Kyle McDonald is a media artist. McDonald creates visually appealing models using code, and releases tool kits for other artists to customize their own art as they see fit. McDonald was recently an adjunct professor at New York University Tisch School of the Arts' ITP. He is a member of F.A.T lab (Free Art and Technology Lab), and a community manager for OpenFrameworks. He was a resident at STUDIO for Creative Inquiry at Carnegie Mellon University.

== Work/Research ==
Kyle McDonald worked on certifying AI images. He identified fakes called "generative adversarial networks" (GANs). They essentially take data into a neural network, and it is "trained" to produce the best possible image.

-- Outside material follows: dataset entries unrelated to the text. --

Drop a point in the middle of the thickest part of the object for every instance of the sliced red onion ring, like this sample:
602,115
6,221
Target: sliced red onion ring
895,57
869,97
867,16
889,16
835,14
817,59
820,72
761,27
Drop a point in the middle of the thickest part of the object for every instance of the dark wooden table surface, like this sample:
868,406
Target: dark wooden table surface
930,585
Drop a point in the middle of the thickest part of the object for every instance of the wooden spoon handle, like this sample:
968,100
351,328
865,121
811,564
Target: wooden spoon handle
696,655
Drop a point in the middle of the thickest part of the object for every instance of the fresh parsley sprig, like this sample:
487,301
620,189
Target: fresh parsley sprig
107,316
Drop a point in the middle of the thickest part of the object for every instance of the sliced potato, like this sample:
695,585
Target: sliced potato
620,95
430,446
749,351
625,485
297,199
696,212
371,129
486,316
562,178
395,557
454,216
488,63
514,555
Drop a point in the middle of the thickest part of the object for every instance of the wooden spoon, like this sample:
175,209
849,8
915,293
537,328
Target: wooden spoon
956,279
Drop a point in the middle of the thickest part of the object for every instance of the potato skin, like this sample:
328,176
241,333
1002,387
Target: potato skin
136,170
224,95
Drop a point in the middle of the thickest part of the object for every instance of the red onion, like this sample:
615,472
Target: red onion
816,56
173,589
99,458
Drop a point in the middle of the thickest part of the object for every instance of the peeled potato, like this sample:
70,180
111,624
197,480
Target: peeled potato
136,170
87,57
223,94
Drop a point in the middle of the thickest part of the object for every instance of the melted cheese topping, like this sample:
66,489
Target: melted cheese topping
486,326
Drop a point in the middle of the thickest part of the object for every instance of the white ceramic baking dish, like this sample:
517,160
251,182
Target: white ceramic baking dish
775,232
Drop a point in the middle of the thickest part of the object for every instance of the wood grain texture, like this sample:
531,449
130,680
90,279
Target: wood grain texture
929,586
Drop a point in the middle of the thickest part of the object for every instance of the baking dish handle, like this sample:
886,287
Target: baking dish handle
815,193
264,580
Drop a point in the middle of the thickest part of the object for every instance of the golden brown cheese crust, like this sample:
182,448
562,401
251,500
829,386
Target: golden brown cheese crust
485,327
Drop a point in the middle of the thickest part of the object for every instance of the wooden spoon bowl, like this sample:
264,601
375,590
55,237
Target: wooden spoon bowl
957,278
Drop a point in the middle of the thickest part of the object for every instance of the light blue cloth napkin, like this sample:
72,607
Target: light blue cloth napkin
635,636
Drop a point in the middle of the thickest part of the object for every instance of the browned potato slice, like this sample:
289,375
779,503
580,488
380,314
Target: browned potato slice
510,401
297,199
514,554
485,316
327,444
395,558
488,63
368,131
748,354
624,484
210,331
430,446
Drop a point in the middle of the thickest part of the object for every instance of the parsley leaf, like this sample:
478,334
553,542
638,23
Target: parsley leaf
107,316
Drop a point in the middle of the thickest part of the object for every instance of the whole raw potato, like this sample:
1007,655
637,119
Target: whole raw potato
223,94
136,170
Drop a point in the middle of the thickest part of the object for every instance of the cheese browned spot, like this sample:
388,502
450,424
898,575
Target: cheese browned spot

While most images generated by these types of networks have become increasingly tough to decipher, McDonald claims credit for positive identifications and offers proof for his marked deep-fakes. For example, GAN's have a tough time with background images because they home in on the face in the image, and as a result, produces a random one.

As part of his work/research, McDonald and his partner Lauren McCarthy worked on a project called MWITM(Man/Woman in the middle). Essentially, there was a server that would intercept the messages, and two chatbots, one for each artist, would communicate automatically without any direct messaging. The messages created were based on the communication style of the users, and were trained over time.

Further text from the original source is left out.